We can repeat the analysis with the Rex1 data sent using a linear combination of negative binomials as the likelihood/posterior. The set-up and calculation by the sampler is done in the following code cell. I introduce some data structures I like to employ to keep me organized when I do MCMC with emcee. In particular, I set up my parameters and starting values in an OrderedDict. The keys are the variable names and the entries are tuples. The first entry in the tuple is the function used to draw the random starting positions of the walker, and the second entry in the tuple is a tuple containing parameters to be passed to that function.

In [51]:
# Parameters and how we start them
params = collections.OrderedDict(
        [('r1', (np.random.exponential, (1,))),
         ('r2', (np.random.exponential, (1,))),
         ('p1', (np.random.uniform, (0, 1))),
         ('p2', (np.random.uniform, (0, 1))),
         ('f', (np.random.uniform, (0, 1)))])

# Define walker settings
n_dim = len(params)
n_walkers = 50
n_burn = 500
n_steps = 5000

# Keep a set of param names handy
param_names = list(params.keys())

# Seed random number generator for reproducibility
np.random.seed(42)

# p0[i,j] is the starting point for walk i along variable j.
p0 = np.empty((n_walkers, n_dim))
for i, key in enumerate(params):
    p0[:,i] = params[key][0](*(params[key][1] + (n_walkers,)))

# Make sure p1 > p2
p0[:,2], p0[:,3] = np.maximum(p0[:,2], p0[:,3]), np.minimum(p0[:,2], p0[:,3])

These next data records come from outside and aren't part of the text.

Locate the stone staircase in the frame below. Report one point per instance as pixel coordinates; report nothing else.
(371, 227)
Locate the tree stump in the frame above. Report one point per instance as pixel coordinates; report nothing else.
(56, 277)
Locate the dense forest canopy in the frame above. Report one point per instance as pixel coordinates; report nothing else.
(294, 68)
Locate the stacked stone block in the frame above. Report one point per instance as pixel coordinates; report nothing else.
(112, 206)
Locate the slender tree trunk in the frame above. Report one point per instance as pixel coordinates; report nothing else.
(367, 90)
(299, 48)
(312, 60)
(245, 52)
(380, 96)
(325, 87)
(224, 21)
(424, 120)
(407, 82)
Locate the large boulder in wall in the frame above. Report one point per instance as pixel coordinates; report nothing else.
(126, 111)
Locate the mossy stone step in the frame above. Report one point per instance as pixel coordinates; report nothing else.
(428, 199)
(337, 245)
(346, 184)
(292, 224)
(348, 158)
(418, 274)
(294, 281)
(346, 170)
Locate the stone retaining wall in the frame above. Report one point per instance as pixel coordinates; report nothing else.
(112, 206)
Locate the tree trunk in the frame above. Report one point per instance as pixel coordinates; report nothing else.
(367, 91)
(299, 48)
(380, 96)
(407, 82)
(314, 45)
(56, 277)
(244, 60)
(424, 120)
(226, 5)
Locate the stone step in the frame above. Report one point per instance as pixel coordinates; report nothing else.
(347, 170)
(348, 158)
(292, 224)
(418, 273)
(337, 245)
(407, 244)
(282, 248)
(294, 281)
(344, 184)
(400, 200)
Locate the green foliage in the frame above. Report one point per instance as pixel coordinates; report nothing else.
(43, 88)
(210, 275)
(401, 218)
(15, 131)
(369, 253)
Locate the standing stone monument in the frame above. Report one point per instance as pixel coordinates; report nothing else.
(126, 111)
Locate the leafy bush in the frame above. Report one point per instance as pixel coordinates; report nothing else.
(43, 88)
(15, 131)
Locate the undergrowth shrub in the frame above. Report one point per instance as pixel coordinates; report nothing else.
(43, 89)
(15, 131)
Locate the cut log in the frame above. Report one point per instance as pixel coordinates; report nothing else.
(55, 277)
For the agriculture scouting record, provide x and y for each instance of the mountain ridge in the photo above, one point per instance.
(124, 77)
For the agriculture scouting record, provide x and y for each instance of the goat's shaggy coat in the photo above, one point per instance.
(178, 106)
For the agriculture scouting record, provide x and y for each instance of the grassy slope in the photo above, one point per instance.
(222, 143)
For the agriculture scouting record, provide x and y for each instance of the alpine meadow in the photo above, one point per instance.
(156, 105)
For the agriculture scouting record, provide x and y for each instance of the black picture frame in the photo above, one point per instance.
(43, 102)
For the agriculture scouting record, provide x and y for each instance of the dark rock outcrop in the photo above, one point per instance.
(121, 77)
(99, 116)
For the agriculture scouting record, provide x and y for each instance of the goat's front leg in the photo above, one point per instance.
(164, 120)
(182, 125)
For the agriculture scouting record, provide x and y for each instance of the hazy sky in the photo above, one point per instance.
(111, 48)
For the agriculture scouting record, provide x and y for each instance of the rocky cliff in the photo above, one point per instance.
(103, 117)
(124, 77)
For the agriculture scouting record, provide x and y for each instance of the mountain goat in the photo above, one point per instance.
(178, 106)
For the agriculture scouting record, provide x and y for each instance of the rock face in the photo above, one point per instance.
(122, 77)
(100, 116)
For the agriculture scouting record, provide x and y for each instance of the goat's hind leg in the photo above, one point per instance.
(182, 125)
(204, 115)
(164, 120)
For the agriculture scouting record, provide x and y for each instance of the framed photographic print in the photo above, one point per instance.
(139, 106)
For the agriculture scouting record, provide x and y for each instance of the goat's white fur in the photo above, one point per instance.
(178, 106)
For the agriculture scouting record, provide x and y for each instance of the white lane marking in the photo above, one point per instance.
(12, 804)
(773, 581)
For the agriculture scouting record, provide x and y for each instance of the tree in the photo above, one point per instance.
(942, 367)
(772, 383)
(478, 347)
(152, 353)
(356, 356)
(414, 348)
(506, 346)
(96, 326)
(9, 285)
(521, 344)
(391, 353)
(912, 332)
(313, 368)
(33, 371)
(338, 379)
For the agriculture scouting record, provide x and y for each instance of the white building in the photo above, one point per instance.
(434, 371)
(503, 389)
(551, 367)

# Set up the EnsembleSampler instance
sampler = emcee.EnsembleSampler(n_walkers, n_dim, log_posterior_bimodal, 
                                args=(df['Rex1'],), threads=6)

# Do burn-in
pos, prob, state = sampler.run_mcmc(p0, n_burn, storechain=False)

# Sample again, starting from end burn-in state
_ = sampler.run_mcmc(pos, n_steps)

Let's just cut to the chase and look at the corner plot.

In [52]:
# Use triangle.corner to make summary plot
fig = corner.corner(sampler.flatchain, labels=param_names, bins=100)
/Users/Justin/anaconda/lib/python3.4/site-packages/matplotlib/collections.py:650: FutureWarning: elementwise comparison failed; returning scalar instead, but in the future will perform elementwise comparison
  if self._edgecolors_original != str('face'):
/Users/Justin/anaconda/lib/python3.4/site-packages/matplotlib/collections.py:590: FutureWarning: elementwise comparison failed; returning scalar instead, but in the future will perform elementwise comparison
  if self._edgecolors == str('face'):

First off, the small set of samples away from the rest is a sign that one or a few of the walkers was not completely burned in. For the purposes of expedience in the tutorial, we are taking few samples and even fewer burn-in steps. You can fix this by boosting n_burn.

Now, we notice very strong correlation between $p_2$ and $r_2$, and also between $p_1$ and $r_1$. We also see some strongly non-Gaussian shapes to the posteriors in the contour plots. We also start to see tails in the marginalized posteriors. These are all immediately apparent from the MCMC samples, further demonstrating its tremendous utility.